Inside Amazon Web Services' plan to make networking disappear

2 hours ago 6

FEATURE In an unassuming three-story office building in Cupertino, California, engineers from Amazon Web Services are busy trying to make networking inconspicuous.

They work in windowless hardware development labs at the center of the structure, surrounded by a ring of office cubicles that afford a view of scarce parking spaces and perimeter tree cover.

Their latest project, which The Register and several other publications agreed not to discuss in advance of the pending official announcement, may get some attention. But their networking ambition differs from the promotional goals of the AWS communications team.

A network should be like a light switch, said Matt Rehder, VP of core networking at AWS, during a tour of AWS's Torre Avenue lab in late April. It should be something that just works.

"No one really cares about the network at the end of the day," he said. "It serves a function. You care about it when it's broken. But otherwise you want it to be out of your way. So that's been our mental model for the last 15 years – how do we get the network out of the way?"

Matt Rehder and Satish Vangala

Networking has been broken for AWS since 2010, at least from a business perspective. James Hamilton, SVP and distinguished engineer at Amazon, said as much in a presentation titled, "Datacenter Networks are in my Way."

"This was in the very early days of the cloud," Rehder explained. "But even at that time, with the growth of bandwidth we were seeing, it was very clear that the way networks had been built wasn't going to scale into the future and that something fundamentally different had to happen."

Hamilton objected to the vertically integrated networking stack that slowed innovation and kept margins high for network equipment makers. He likened it to the mainframe business model, and said he preferred the server business model, where there's competition and open source software.

Networks for AWS, Rehder explained, consist of three primary types of hardware: network devices, including switches and routers, built on application-specific integrated circuits (ASICs) that forward data from one port to another; optical transceivers, which send and receive light signals via laser; and cabling, which may be fiber-optic glass or copper wire.

When AWS was being built out a decade and a half ago, the cloud biz decided it needed to take control of its network technology. "It's so foundational to what we built," said Rehder. "And so we decided we needed to start developing our own hardware and developing our own software."

The company started small, working with third parties to develop network devices, iterating on that until the footprint of its homegrown technology covered its datacenters, its core network, and its border network.

What's unique about AWS, Rehder said, is that other network providers typically use one type of switching ASIC for their aggregation network, another for their core network, and another for their border network, because each has different needs in terms of memory, performance, and throughput.

"They would all use different silicon for different switches," he said. "We use one for everything."

The reason, he explained, is simplicity. "If you have one thing and you overly invest in making it really good, you're putting all of your energy into that hardware and software making it super-reliable," Rehder said. "It also helps us scale the network because when we're managing our supply chain or figuring out how to scale, we're not trying to balance all these competing SKUs."

That does create some challenges, he admitted.

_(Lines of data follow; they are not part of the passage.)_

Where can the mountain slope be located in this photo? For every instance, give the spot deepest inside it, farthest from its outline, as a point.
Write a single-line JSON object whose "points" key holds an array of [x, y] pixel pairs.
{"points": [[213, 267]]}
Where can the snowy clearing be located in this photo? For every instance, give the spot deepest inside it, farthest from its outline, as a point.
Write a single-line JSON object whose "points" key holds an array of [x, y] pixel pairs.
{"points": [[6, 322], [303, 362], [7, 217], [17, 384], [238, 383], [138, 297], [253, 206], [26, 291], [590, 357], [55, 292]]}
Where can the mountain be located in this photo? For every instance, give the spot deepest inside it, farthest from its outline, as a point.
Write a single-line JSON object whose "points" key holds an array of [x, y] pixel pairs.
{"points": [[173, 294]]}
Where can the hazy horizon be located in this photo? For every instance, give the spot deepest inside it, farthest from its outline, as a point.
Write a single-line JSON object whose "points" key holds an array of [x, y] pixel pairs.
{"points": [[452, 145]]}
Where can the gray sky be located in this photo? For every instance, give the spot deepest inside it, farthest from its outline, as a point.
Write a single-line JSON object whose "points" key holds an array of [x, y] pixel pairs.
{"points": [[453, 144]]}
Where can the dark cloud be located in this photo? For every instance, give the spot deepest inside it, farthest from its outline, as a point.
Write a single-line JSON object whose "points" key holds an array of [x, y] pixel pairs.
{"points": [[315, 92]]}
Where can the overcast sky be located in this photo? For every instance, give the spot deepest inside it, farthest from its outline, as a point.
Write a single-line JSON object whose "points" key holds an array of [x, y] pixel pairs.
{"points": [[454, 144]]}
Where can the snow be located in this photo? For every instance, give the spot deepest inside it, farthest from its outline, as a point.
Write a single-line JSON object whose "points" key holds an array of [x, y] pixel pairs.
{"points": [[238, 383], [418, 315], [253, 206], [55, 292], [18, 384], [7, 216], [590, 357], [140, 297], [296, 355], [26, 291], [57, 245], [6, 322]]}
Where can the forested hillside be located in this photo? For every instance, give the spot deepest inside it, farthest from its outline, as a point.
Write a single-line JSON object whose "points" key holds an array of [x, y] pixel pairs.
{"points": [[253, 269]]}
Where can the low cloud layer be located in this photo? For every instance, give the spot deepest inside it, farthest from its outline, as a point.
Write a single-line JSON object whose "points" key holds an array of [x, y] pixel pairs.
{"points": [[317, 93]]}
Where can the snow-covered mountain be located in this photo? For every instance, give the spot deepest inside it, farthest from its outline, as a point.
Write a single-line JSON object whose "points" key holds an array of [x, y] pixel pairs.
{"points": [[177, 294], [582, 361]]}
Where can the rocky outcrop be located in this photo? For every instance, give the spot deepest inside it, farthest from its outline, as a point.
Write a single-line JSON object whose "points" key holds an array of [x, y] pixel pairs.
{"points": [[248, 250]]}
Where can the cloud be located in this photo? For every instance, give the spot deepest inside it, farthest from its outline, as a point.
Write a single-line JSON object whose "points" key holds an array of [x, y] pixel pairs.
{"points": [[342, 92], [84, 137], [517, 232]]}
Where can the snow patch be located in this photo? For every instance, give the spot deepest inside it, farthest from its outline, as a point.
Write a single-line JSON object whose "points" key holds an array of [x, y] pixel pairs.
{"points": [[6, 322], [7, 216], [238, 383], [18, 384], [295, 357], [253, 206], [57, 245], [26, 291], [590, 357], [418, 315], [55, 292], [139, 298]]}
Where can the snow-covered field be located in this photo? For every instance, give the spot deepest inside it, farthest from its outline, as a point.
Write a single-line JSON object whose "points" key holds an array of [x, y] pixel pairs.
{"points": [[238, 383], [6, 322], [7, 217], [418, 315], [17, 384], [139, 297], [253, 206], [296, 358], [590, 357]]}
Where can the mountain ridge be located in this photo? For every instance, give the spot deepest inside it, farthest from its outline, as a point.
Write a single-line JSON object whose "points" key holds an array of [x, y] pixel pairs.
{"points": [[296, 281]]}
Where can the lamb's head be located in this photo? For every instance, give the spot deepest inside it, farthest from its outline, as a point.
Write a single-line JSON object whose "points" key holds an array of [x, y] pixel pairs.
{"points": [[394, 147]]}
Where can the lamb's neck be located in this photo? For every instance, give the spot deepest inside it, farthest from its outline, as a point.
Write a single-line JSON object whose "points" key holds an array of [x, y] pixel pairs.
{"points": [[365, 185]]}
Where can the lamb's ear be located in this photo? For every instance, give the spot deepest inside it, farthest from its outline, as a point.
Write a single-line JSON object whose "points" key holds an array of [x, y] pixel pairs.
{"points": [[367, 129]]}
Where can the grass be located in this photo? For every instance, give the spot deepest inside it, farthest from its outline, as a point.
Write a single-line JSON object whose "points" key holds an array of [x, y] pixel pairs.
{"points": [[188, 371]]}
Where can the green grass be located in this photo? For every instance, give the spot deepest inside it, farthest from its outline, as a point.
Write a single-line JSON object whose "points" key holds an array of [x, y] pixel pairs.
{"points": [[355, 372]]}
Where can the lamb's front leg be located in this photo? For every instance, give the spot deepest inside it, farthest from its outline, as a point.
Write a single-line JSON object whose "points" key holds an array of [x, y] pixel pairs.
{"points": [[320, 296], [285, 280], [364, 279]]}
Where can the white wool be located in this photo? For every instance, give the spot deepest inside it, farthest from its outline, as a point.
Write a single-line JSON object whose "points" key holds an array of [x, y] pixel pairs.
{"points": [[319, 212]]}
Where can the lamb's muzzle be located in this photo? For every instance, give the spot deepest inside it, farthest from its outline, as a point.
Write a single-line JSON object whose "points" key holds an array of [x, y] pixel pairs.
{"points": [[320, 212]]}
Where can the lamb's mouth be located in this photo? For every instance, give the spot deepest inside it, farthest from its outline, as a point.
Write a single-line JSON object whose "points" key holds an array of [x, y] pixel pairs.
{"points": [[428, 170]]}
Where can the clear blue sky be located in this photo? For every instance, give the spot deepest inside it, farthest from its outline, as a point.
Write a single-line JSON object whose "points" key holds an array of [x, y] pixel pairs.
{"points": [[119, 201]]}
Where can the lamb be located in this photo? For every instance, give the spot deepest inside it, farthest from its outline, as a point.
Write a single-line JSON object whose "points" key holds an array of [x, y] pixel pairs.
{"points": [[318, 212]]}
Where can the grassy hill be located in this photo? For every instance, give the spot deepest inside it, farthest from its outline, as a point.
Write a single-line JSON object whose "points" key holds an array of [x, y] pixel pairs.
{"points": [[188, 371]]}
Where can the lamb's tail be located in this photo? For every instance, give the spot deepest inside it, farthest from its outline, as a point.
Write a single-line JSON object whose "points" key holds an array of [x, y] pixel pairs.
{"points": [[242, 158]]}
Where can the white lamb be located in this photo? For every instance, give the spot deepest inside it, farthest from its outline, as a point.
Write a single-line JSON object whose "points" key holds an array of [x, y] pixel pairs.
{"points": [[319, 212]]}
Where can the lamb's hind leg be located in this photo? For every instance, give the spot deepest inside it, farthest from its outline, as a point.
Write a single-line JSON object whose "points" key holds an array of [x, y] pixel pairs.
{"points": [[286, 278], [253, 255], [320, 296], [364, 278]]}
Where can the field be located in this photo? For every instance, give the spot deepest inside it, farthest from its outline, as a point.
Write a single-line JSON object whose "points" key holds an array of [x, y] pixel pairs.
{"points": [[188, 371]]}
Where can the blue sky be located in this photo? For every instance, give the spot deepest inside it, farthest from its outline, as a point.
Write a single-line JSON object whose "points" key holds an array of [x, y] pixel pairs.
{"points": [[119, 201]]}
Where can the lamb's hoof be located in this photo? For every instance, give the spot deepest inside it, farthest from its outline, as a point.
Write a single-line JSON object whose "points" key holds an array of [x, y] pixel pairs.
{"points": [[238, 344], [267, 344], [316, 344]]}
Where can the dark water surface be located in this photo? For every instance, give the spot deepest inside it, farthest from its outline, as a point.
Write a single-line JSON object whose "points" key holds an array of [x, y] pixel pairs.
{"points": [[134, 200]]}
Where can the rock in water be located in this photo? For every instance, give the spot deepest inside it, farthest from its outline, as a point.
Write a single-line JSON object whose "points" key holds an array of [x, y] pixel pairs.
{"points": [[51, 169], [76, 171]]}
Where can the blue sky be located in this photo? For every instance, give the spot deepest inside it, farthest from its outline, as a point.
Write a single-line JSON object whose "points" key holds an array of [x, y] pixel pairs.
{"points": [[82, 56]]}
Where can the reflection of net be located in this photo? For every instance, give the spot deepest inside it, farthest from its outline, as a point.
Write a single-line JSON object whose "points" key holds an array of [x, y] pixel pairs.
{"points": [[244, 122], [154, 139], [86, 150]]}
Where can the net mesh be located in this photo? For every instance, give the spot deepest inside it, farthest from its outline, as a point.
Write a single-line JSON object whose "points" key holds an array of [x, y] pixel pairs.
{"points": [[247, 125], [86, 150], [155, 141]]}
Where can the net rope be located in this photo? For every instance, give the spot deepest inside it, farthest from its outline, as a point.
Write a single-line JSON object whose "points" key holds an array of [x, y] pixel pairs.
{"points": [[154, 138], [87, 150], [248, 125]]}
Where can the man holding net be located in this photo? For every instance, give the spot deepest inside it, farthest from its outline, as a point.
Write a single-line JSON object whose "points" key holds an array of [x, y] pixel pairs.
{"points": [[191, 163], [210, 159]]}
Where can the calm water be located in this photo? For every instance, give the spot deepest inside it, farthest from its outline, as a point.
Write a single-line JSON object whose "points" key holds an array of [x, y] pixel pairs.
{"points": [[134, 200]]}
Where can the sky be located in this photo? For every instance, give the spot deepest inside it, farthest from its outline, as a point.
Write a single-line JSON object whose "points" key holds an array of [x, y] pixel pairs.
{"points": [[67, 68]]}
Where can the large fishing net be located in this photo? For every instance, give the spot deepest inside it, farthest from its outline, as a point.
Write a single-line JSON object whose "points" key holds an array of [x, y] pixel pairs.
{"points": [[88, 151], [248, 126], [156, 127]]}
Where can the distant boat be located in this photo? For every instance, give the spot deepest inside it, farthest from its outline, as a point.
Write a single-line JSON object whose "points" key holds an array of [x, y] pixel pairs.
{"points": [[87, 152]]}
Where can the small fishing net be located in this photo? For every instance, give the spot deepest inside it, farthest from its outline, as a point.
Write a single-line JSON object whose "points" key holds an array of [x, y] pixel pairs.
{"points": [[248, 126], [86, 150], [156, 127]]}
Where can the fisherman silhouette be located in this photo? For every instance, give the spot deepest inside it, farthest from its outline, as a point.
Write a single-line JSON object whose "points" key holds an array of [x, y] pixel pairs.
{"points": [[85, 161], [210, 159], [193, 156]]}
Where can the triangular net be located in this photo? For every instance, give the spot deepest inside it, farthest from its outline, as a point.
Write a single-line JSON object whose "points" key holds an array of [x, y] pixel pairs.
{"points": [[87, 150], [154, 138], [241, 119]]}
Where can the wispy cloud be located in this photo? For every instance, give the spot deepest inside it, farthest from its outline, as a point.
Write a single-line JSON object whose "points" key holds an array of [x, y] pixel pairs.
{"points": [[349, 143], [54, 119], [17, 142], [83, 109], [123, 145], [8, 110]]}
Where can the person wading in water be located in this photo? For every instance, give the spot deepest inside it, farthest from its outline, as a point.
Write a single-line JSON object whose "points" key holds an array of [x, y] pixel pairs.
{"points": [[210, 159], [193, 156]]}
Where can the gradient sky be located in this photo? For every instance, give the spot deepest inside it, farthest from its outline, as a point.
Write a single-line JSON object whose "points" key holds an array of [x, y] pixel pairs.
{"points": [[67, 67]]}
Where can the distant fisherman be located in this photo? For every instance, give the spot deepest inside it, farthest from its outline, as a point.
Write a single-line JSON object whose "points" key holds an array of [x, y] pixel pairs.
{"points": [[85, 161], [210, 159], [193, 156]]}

"There's a good reason people use different types of switching ASICs because there is different functionality," Rehder explained. "And that's where controlling our own software really comes to play. We've effectively been able to remove the need for that custom silicon by being smart with our software and just finding creative ways to keep what needs to happen on the device in the hardware as simple as possible while still delivering great performance and functionality for our customers."

The switches have specialized ASICs to maximize the efficiency of packet routing. The ASIC can move many millions of packets per second from one port to another, without going through a CPU.

So now AWS has its own hardware, running on its own software, a version of Linux called NetOS. The company's current homegrown switch is capable of transmitting 51.2 terabits per second of traffic, via 64 ports operating at 800 gigabits per second. Within the next 12 months, its next generation switch will provide 102.4 terabits per second via 64 ports running at 1.6 terabits per second.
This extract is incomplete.